Santuário habitado por uma força regeneradora
É disso que o teatro deveria falar. É isso que poderíamos representar no palco, e com talento, por menos que alimentássemos a nossa imaginação com a fonte que se acha bem à nossa volta e que nos nutre. Em minha opinião, o teatro ideal guarda a promessa secreta de abordar todos esses assuntos.
Por seu financiamento público, o teatro institucional escapa ainda da lógica da competitividade, mesmo que seja verdade que as considerações de rentabilidade estejam a ganhar terreno. Talvez a sociedade retomasse um pouco da confiança em si, se ela encontrasse alguns palhaços bem ousados para lhe apresentar um espelho, recolocá-la em questão, rir dela sem parar.
O teatro poderia ser assim: um santuário habitado por uma força regeneradora, quando as indústrias dedicadas à narração do mundo estiverem atormentadas por uma exigência de rentabilidade proporcional à sua falta de liberdade – basta ligar a televisão para se convencer disso. A frustração suscitada por mídias cada vez menos independentes explica, em parte, por que tanta gente, principalmente jovens, corre para o Schaubühne com a convicção de encontrar ali um lugar onde ainda se pode atuar e pensar livremente. Um lugar onde se podem ver no palco as distorções corporais de pessoas especialistas em flexibilidade.

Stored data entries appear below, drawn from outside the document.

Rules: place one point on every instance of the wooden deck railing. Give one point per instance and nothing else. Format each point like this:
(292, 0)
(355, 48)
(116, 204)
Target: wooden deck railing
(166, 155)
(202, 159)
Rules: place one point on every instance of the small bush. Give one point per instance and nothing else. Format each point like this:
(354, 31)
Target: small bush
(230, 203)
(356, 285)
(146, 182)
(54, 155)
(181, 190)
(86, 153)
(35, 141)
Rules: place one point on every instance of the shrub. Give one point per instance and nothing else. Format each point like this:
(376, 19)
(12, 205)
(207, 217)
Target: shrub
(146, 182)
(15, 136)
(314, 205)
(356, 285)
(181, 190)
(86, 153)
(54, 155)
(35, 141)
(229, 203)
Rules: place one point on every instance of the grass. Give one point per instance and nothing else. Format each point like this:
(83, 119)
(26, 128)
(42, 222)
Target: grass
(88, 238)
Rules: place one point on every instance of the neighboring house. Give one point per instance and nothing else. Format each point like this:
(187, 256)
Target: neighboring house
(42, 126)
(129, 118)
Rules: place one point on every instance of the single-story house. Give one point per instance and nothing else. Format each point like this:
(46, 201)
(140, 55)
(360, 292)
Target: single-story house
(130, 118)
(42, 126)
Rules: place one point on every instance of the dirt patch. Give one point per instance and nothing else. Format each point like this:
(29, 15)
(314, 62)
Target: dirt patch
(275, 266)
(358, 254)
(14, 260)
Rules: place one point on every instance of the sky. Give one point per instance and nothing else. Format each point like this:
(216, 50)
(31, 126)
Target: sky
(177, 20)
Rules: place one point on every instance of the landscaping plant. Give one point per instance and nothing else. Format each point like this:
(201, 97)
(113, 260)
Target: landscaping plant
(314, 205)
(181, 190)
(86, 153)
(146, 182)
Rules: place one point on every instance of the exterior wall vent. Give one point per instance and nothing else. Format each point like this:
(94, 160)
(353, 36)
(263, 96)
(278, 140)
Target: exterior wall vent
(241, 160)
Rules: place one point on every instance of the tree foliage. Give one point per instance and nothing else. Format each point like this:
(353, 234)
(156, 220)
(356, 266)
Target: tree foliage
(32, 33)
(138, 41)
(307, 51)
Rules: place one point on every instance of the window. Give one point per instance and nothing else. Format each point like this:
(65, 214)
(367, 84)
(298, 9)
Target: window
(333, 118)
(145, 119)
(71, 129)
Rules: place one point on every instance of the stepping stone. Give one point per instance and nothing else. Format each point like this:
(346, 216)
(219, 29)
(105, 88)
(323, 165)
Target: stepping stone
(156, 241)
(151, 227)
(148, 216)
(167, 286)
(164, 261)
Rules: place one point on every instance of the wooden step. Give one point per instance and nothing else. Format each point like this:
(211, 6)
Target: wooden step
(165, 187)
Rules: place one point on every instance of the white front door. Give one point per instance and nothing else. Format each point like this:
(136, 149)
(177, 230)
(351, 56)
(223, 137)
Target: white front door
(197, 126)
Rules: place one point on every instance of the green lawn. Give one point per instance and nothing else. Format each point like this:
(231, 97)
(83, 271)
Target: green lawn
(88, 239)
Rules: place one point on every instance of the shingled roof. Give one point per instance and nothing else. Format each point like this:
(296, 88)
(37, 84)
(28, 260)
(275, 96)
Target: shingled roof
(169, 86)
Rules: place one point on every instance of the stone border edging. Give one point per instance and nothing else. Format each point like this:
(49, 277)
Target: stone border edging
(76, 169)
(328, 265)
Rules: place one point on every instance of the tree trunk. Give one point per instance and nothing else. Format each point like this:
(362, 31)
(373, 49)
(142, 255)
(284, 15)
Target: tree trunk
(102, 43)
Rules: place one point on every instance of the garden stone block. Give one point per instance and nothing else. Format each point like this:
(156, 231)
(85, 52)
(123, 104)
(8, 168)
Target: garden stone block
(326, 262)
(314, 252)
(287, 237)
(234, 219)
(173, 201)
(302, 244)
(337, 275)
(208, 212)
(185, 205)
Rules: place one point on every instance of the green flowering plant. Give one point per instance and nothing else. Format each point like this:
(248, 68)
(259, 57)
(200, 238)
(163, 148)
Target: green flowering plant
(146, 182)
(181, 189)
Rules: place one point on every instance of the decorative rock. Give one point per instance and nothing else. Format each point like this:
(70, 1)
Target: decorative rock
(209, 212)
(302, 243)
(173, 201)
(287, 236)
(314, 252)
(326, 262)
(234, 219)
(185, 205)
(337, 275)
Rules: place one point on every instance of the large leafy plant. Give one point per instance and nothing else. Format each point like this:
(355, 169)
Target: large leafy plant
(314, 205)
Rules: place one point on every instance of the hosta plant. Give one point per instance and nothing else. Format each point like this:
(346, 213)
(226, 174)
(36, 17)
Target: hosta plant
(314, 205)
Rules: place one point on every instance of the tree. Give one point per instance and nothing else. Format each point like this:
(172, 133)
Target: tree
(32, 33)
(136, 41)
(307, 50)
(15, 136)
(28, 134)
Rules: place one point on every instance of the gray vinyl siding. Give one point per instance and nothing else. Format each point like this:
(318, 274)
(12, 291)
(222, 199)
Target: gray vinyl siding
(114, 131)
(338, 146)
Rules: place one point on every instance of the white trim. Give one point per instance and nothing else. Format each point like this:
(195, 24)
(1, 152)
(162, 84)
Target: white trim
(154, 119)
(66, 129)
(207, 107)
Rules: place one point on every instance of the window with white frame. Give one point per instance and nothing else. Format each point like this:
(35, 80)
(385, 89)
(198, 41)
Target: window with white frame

Ao que se soma que, no teatro, tudo se desenvolve no momento: é impossível fazer várias tomadas ou modificar a montagem como no cinema. É aqui e agora que o ator experimenta o seu papel e que o espectador, como especialista de sua própria perceção, decide se quer mesmo envolver-se no jogo. Em nossa existência superdigitalizada, em que o real é mantido a distância por uma tela de duas dimensões, a missão e o desafio do teatro resumem-se a este momento raro em que uma ação virtual reúne toda a realidade do mundo.